Recent studies showed that the value of de-ironing surpasses the proposed benefit of better glycemic control to the reduction of diabetes complications and overall mortality. These complications can’t be controlled even by intensive glycemic control with multiple drugs including insulin that haven’t been shown to prevent the pathogenesis of diabetes complications. However, Trial to Access Chelation Therapy (TACT) reported reduction of the risk for total mortality and cardiovascular complications with EDTA chelation therapy [33] -[35] . However, large scale studies are needed before recommending it as an acceptable modality of treatment in diabetics with iron overload. The potential remarkable impact of phlebotomy, as therapeutic intervention, is expected to reduce health care costs in these patients as phlebotomy is easy to perform, low-in-cost, safe, with no side effects and represents one of the potentially effective interventions for iron overload [36] .

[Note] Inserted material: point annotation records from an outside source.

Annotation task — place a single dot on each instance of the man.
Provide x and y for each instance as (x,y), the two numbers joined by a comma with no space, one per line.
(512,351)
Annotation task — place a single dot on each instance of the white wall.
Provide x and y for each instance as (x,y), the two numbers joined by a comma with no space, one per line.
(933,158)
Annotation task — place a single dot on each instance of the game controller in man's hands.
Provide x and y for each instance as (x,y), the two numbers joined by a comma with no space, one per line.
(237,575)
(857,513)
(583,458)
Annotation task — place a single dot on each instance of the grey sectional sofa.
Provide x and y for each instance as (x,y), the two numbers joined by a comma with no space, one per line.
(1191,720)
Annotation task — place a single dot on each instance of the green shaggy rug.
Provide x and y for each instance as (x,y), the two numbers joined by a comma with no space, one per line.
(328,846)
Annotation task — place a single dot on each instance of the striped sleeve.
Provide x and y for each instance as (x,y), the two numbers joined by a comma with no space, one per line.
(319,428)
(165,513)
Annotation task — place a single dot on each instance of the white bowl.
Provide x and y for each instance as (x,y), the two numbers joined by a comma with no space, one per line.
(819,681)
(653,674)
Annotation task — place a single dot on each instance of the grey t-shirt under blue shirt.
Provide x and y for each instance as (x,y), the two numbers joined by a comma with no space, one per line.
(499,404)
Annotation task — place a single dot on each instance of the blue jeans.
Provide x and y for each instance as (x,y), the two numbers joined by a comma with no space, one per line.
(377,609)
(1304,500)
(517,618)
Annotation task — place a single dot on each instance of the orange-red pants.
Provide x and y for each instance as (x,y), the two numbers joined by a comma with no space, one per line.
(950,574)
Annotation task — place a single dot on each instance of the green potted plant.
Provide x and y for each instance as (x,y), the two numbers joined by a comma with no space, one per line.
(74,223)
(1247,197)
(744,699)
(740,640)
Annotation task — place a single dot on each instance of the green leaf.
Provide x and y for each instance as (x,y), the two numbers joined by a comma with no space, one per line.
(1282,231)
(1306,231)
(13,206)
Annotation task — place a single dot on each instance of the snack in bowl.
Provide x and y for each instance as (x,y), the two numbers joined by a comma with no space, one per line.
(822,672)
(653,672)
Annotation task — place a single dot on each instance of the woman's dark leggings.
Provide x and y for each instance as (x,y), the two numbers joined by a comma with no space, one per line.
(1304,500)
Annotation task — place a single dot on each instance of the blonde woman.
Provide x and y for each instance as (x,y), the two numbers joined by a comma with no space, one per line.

This study has certain limitations: 1) the study grouping was not effectively randomized so there is a possibility of non-measurable effects on study outcomes, 2) probability of genetic origin of iron overload can’t be totally excluded as 20% of study subjects were heterozygous for C282Y and some other rare mutations were not tested, 3) long term observational studies are needed to explore the effects of iron depletion and the possibility of reaccumulation of iron with the need for phlebotomy or blood donations regularly, and 4) the causes of iron overload were not investigated in study subjects.

5. Conclusion

It is concluded from this study that there is a subgroup of T2DM with iron overload which can benefit from therapeutic phlebotomy in terms of increased hypoglycemic treatment efficiency, better lipid and BP control. Phlebotomy is a very safe, cheap and non-chemical potential adjuvant in treatment of poorly controlled diabetics. Serum ferritin may be added to the routine work-up of diabetics. Further studies are needed to clarify the prevalence of iron overload in a community-based or clinical setting-based research in diabetes clinics. The economic impacts of this study are great as the reduction of medications greatly saves treatment expenses. Furthermore, encouraging blood donation behavior in our population imparts manyfold benefits to community.

NOTES

*Corresponding author.

Conflicts of Interest

The authors declare no conflicts of interest.